This guide explains how to migrate your existing Datasources from the Nexus environment to Indexing in the Next environment. The new indexing system provides better performance, more flexibility, and standardized tools across all supported platforms.

What Changed: Datasources → Indexing

Before (Nexus - Datasources):

  • Datasources were standalone entities that created datasets
  • Limited to specific data types and configurations
  • Separate entity management outside of toolkits
  • Fixed chunking and processing options

Now (Next - Indexing):

  • Indexing is integrated directly into Toolkits
  • Standardized tools available across all supported platforms
  • Flexible collection management and naming
  • Advanced search capabilities with stepback search
  • Better chunking and metadata handling

Deduplication Deprecated

The Deduplication feature available in Datasources is deprecated and not available in the new Indexing system. Focus on using the improved search and filtering capabilities of the new indexing tools instead.

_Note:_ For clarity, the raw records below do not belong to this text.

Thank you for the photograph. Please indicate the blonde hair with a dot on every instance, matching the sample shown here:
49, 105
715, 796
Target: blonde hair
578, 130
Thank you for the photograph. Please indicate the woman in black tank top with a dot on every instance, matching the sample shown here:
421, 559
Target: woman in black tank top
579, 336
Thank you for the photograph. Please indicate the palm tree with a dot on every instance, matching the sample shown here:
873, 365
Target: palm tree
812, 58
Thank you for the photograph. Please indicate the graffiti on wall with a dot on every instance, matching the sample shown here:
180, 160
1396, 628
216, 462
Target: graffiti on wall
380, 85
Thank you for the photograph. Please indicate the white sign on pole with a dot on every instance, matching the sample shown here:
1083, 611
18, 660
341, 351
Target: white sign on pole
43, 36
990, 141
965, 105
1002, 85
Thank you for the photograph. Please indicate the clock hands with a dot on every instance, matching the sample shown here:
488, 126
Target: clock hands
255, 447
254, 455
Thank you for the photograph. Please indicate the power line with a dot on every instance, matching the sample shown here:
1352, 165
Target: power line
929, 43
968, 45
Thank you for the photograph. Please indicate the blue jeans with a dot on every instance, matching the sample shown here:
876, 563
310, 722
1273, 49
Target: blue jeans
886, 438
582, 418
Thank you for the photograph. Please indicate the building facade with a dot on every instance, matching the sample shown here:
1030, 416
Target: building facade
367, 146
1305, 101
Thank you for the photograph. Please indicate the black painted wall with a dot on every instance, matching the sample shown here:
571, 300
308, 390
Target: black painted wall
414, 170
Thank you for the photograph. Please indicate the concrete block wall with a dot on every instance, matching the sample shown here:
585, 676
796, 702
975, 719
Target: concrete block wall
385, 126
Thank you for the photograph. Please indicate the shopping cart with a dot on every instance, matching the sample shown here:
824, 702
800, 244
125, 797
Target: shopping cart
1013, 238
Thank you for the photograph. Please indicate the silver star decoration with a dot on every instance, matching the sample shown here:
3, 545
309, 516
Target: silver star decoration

Migration Process Overview

Step 1: Identify Your Current Datasources

In the Nexus environment, review your existing datasources to understand:

  • What type of data each datasource indexes (Jira, Confluence, Files, etc.)
  • The scope and filters used in each datasource
  • Which agents or pipelines use these datasources

Step 2: Set Up Prerequisites in Next Environment

Before migrating, ensure you have:

  1. Credentials: Migrate or recreate your credentials in the Next environment
  2. Vector Storage: Configure PgVector in Settings → AI Configuration
  3. Embedding Model: Select an embedding model in AI Configuration

Step 3: Create Corresponding Toolkits

Create the appropriate toolkits in the Next environment based on your datasource types:

Step 4: Index Your Data

Use the Index Data tool in each toolkit to recreate your indexed content with improved capabilities.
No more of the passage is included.